Now that I have the illustrious honor of having my very own
stalker here on dKos, I am very pleased and proud, but I would like to reply seriously to the accusation that I am scaremongering - of course by bringing up more scary data...
Actually, hfiend has pointed me to this serious rebuttal of imminent peak oil by CERA, an energy consultancy I respect a lot. This is not the topic of this diary, but I promise I will do a later diary on this information, as it threatens a lot of my predictions...
Anyway, back to scaremongering, it'a lot more fun and it allows me to select the most interesting graphs. Today's selection all come from a fascinating (and VERY long) article on Financial Sense: IN DENIAL OF CRISIS: AN ECONOMY UNDERMINED BY FAILURES OF THE MONETARY SYSTEM, THE CONCENTRATED MEDIA, AND POLITICAL WILL, by David Jensen.
To start with, a hard fact: Bush's "recovery" is the worst ever:
That lackluster result, to say the least, has been obtained despite the most accomodating policy stance ever:
The creation and crash of the dot.com stock market bubble represented a complete failure of the Federal Reserve central bank - yet no accountability or consequences have stemmed from this failure either at the Fed, in the financial industry or in the media which all cheered on and justified the wildly inflated market as it grew. Unchastened, Greenspan went on in 2001to encourage the massive Bush administration tax cuts despite the fact that the Congressional Budget Office warned that capital gains and other taxes received by the Government would drop along with the declining stock market craze and corporate profits were projected to grow modestly until 2010.
Given the Fed's money (debt) creation combined with further government deficits, the U.S. economy is now more financially indebted than at any other time in history - exceeding even the debt vs. GDP levels of 1934 which were only attained after the U.S. economy GDP declined almost 50% during the great depression.
Item: According to the Fed, In 2004 U.S. debt (government, corporate and household combined) increased by $2.72 Trillion dollars (23% of GDP) yet this debt spending in the U.S. Economy can only produce economic growth this year of 3.4% of GDP. Thus $6.50 of debt increase is producing $1 of growth in the economy.
Item: The U.S. requires an injection of $2 Billion in foreign investment each day to sustain its economy absorbing more than 80% of the World's annual savings.
Meanwhile, some signs that stocks are still overvalued:
And the explanation for the apparent good profit numbers of US corporates;
After decades of monetary and debt injections to provide a fix for the economy, the U.S. economy now stands saturated and severely distorted by its credit excess. From a vitally productive and inventive society to one where financial speculation reigns supreme,
the US economy has been transformed to a financial betting parlor. Where, historically, manufacturing had accounted for 45% of business profits and financial services accounted for 15%, this relationship has been turned on its ear in the new economy with less than 15% of profits now generated by the manufacturing sector and 45% of profits generated by shuffling paper in the financial sector (stocks, bonds, derivatives, mortgage financing, etc.) . According to the U.S. Bureau of Labor Statistics,
the Financial Services Industry accounts for 6% of current U.S. employment giving a sense of outsize profits being generated by the Financial Services sector.

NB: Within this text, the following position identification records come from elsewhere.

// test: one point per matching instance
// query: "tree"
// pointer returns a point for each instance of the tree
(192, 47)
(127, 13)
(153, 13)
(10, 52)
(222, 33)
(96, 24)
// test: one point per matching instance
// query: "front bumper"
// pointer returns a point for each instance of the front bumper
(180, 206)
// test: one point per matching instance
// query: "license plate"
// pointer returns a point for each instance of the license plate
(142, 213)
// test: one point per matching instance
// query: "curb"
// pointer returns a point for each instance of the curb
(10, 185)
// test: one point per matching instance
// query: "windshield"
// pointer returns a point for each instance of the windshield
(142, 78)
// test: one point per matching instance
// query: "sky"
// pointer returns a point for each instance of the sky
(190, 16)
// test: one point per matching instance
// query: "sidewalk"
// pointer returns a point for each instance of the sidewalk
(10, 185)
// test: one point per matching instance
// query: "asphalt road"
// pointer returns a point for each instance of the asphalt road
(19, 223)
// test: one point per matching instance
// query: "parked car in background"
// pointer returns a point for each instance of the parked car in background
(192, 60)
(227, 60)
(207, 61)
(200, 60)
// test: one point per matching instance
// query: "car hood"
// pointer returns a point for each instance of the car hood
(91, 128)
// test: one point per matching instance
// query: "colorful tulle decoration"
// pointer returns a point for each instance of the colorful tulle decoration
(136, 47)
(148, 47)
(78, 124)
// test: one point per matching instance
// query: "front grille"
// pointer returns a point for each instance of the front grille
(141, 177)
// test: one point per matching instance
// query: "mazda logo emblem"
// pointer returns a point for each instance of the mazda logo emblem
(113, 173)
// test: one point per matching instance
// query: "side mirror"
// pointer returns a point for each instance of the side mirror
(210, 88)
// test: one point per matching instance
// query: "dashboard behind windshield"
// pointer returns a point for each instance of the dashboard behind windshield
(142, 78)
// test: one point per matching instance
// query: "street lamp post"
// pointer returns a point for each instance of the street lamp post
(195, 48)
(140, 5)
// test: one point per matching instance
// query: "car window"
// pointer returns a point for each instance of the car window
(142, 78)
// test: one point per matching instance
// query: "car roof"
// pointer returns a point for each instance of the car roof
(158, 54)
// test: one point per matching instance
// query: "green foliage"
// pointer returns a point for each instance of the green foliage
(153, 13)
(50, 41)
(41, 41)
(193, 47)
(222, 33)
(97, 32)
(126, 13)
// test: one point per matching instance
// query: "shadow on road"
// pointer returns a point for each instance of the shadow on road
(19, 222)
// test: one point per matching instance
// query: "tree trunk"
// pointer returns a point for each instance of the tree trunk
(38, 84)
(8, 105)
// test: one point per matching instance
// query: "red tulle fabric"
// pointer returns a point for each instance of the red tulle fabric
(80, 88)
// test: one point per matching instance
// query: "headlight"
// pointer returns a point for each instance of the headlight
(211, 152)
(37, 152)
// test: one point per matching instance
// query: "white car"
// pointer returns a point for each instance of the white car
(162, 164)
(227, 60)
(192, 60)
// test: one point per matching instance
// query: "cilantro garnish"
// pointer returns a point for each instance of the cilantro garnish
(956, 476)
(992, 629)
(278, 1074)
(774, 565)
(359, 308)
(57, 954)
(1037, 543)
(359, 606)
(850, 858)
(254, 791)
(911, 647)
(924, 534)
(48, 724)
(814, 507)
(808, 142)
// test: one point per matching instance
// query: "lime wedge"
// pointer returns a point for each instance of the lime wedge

Go read the full article and see its detailed footnotes, including this December 2000 piece announcing the coming crisis, with this irresistible quote:
(...) modern Wall Street finance[:] Here the investment banker is king. The investment banker, as compared to the local loan officer, specifically seeks out ventures that burn cash. After all, negative cash flow businesses make the best clients, as they must continually return to the trough. At the same time, risky borrowers willingly pay high fees and interest rates, which in today's world can flow directly to the bottom line. The investment banker absolutely loves high-yielding securities, such as subprime auto loans, telecom equipment leases and credit card receivables - that can be structured and sold for large accounting gains. Higher yielding securities are also great fodder for their hedge fund clients, as well as their own derivative desks and proprietary trading operations. Nothing creates Wall Street profits like matching high-risk borrowers with leveraged speculators seeking high-yielding securities. The Wall Street firms nurture and profit from speculation - through IPOs, trading, derivatives and, importantly, lending to the speculators. The emphasis for Wall Street finance is aggressive growth in risky lending, creating and marketing high-yielding securities, security financing, and trading - and in all cases, the more the merrier.
The more, the merrier. That sounds about right. How long will it last?